Jamaica & the IMF
According to a 2009 Bank of Jamaica Quarterly Policy Report:
“The fundamental mission of the International Monetary Fund (IMF) is to help ensure stability in the international monetary system. It does so by keeping track of the global economy and the economies of member countries and providing financing and policy support to countries experiencing balance of payments (BOP) difficulties with the aim of remedying underlying problems. IMF financing provides a cushion that eases the adjustment policies and reforms that a country must make to correct its BOP problem and restore conditions for economic growth. The loan period can range from as short as three months to as long as 3 years, depending on the loan arrangement.
Jamaica’s Experience With The IMF
“Jamaica became a member of the IMF on 21 February 1963. In June 1963, the country entered into a one-year Stand-By Arrangement (SBA) with the Fund, which permitted drawings up to a limit of SDR 10 million. However, the Arrangement expired in June 1964, unutilized. It was not until June 1973 that the country returned to borrow from the IMF and continued various arrangements until 1996, when it terminated its borrowing arrangement. Jamaica however, remained a member of the IMF and in 2001, agreed on an Intensified Surveillance Program (ISP) – a Staff Monitored Program – with the Fund.

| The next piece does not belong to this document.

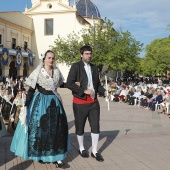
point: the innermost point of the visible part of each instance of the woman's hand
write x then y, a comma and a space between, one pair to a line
77, 83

Jamaica’s borrowing arrangements with the Fund between 1973 and 1996 were largely aimed at correcting balance of payments problems arising from negative economic and financial trends including commodity price shocks (in particular oil), and high inflation. Whereas loans from the IMF are not available to the Government for project spending or on-lending, it was anticipated that borrowing from the IMF would create a platform for investment inflows which would lead to economic growth and development.”